19 de julho de 2016 - Se você já participou de algum evento do RFID Journal, sabe que a grande maioria dos nossos palestrantes são varejistas, fabricantes, fornecedores de logística e outras empresas que usam a tecnologias de identificação por radiofrequência (RFID) com sucesso. Nem sempre é fácil encontrar usuários finais que querem falar sobre suas implantações. Afinal, eles têm tarefas a cumprir em suas empresas. Alguns fornecedores de soluções nos ajudam, incentivando seus clientes a falar. Estranhamente, outros fornecedores tentam esconder seus clientes.

Digo "estranhamente" porque não há melhor maneira de se vender seus produtos e serviços do que ter um de seus clientes levantando e dizendo a todos o que está fazendo. Na verdade, Geoffrey Moore, em sua obra Crossing the Chasm (Cruzando o Abismo), diz que esta é a principal maneira de as novas tecnologias serem vendidos.

Moore argumenta que as empresas práticas (como a grande maioria é) estão céticas quanto a novas tecnologias e promessas de vendedores. Eles já ouviram outras promessas antes e já se deram mal mais de uma vez.
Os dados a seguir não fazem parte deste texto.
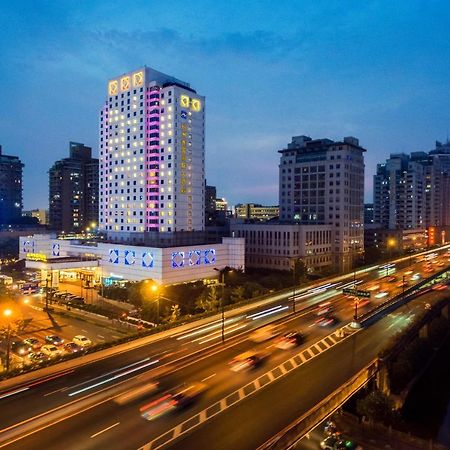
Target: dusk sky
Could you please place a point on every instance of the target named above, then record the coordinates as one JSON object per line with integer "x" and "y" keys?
{"x": 377, "y": 70}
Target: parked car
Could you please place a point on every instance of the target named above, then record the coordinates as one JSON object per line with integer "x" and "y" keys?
{"x": 82, "y": 341}
{"x": 33, "y": 343}
{"x": 54, "y": 339}
{"x": 20, "y": 348}
{"x": 71, "y": 347}
{"x": 50, "y": 350}
{"x": 37, "y": 357}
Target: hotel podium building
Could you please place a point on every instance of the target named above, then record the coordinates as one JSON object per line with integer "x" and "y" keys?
{"x": 151, "y": 191}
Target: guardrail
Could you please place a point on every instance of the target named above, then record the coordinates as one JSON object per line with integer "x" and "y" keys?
{"x": 289, "y": 436}
{"x": 398, "y": 300}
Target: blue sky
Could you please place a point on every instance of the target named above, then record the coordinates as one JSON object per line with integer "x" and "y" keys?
{"x": 377, "y": 70}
É por isso que as tecnologias vão para o abismo após a fase de serem encontradas por visionários. A grande maioria das empresas não quer testar novas tecnologias, mesmo que algumas empresas já as utilizem com sucesso.
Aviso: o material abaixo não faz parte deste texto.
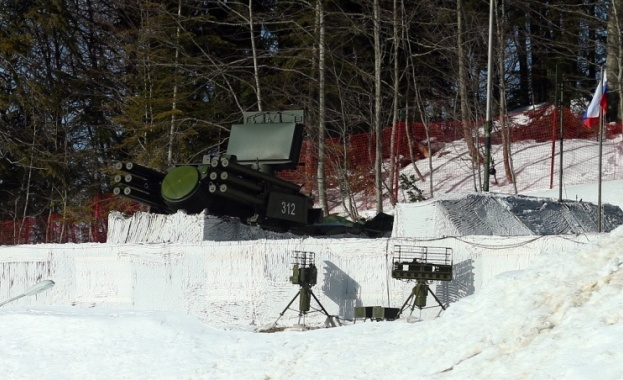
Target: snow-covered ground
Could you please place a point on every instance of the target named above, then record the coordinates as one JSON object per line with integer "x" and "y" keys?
{"x": 559, "y": 317}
Para atravessar o abismo, Moore argumenta que os novos fornecedores de tecnologia devem se concentrar em empresas com um problema que nenhuma outra tecnologia tenha sido capaz de resolver. Depois de resolver o problema, este fornecedor pode então usar este cliente como uma referência para convencer outras empresas céticas de que a nova tecnologia pode resolver os seus problemas também.

A RFID cruzou o abismo e há um monte de grandes implantações em cada setor. Mas muitas empresas ainda estão céticas e precisam ser convencidas de que a RFID pode ser boa para elas. Muitos varejistas, por exemplo, estão realizando os pilotos, mas ainda há muitos que não estão convencidos de que a tecnologia pode oferecer valor real.
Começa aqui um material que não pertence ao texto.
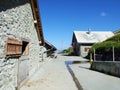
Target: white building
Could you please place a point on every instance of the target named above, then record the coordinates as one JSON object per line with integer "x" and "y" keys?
{"x": 83, "y": 40}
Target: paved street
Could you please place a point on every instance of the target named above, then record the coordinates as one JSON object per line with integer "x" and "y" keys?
{"x": 54, "y": 75}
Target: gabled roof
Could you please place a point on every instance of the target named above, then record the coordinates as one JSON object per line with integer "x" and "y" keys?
{"x": 92, "y": 36}
{"x": 37, "y": 20}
Por estas razões, torna-se fundamental que os clientes se levantem para falar sobre como estão usando RFID. Os usuários finais da tecnologia não têm nenhum motivo para mentir e, assim, são referências críveis que podem quebrar a resistência dos outros a investir em uma nova tecnologia.

Acho que alguns fornecedores de soluções têm medo que, se os seus clientes participarem de um evento com um monte de outras empresas de RFID, podem acabar encontrando uma solução diferente ou melhor. Mas isso me parece um tanto derrotista: temos medo de perder os nossos clientes, por isso, vamos escondê-los e não obteremos mais clientes.

Eu acredito que os benefícios de ter clientes falando são esmagadores. Esta é a melhor maneira de obter novos clientes e crescer a RFID como um todo. Eu também acho que é benéfico para os usuários finais falar sobre os seus projetos RFID, como apontei em uma coluna recente, em que Richard Jenkins, da Marks & Spencer concorda comigo.

Mark Roberti é o fundador e editor do RFID Journal.